When reminded that the government had already signed a Statutory Instrument to guide conduct during the period of the Coronavirus outbreak, State Counsel Sangwa said it was not enough.
“It is not enough, have you seen the SI prohibiting church meetings and bars? But in any case, what is the point of doing all those things? Let us do what China: did close all these things. The problem is that you have no medical facilities that can contain the situation at hand. Secondly, what you need is a total lockdown in the country and that can be done within the framework of the law. This is an emergency situation so you need a legal framework for that…because I know what law they are talking about, they are talking about the Public Health Act, now that Act has limitations in terms of what you can do. For example, you can’t impose a curfew in any way under that. You can’t restrict people’s movements,” Sangwa explained.
He said it was not true that a lockdown would put Zambia in a much more vulnerable position economically.

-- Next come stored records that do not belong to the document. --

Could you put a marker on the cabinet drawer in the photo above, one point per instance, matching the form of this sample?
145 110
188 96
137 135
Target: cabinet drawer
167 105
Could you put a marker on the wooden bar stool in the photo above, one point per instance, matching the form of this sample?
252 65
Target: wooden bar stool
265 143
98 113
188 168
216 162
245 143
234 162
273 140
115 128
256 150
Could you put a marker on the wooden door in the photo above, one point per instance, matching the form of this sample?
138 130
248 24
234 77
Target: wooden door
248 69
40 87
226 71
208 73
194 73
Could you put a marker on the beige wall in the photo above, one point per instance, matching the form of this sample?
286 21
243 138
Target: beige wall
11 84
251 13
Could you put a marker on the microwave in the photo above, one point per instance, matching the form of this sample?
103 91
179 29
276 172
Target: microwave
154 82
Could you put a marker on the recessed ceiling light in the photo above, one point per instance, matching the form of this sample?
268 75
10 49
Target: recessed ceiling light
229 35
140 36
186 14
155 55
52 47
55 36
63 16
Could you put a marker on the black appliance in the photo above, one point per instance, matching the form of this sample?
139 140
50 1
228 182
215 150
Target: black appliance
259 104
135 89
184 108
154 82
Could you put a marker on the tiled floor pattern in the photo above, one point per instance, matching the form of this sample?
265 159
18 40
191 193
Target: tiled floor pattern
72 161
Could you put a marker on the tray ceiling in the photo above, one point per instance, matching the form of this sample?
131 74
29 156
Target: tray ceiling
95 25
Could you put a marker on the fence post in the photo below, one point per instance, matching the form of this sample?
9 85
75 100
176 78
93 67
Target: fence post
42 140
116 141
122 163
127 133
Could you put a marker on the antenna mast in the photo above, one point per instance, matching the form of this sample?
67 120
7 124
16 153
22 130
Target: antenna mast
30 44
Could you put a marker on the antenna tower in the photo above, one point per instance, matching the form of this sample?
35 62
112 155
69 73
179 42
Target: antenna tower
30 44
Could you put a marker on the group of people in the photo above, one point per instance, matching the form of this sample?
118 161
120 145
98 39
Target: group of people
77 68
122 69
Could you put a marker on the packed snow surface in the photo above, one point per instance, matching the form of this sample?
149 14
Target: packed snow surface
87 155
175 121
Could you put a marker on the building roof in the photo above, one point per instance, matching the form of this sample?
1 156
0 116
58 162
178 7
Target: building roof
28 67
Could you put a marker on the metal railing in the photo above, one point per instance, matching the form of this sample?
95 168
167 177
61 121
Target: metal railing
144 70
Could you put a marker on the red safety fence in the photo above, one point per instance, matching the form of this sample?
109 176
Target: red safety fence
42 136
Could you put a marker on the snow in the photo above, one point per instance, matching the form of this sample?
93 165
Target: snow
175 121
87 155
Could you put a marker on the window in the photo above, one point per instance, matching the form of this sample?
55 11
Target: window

“When you issue those regulations, you can provide exemptions. You only leave the vital services to continue. You can lock down the borders to human movement and leave the flow of goods. The very existence of the country is under threat. Nobody will tell you how this virus will move, we are learning every day. We are learning new things. “For example, when it started, most people believed that you can only transmit it when you show symptoms, [but] now we are told even when you are not showing symptoms, you would actually be transmitting [the virus]. It is therefore necessary to take extreme measures. You cannot have liberty and so forth in this state of complete chaos when people start dying like in Italy. Look at how many people are dying in Italy! Everyday, 800 people are dying and I don’t think we bury that many people in Zambia,” said Sangwa.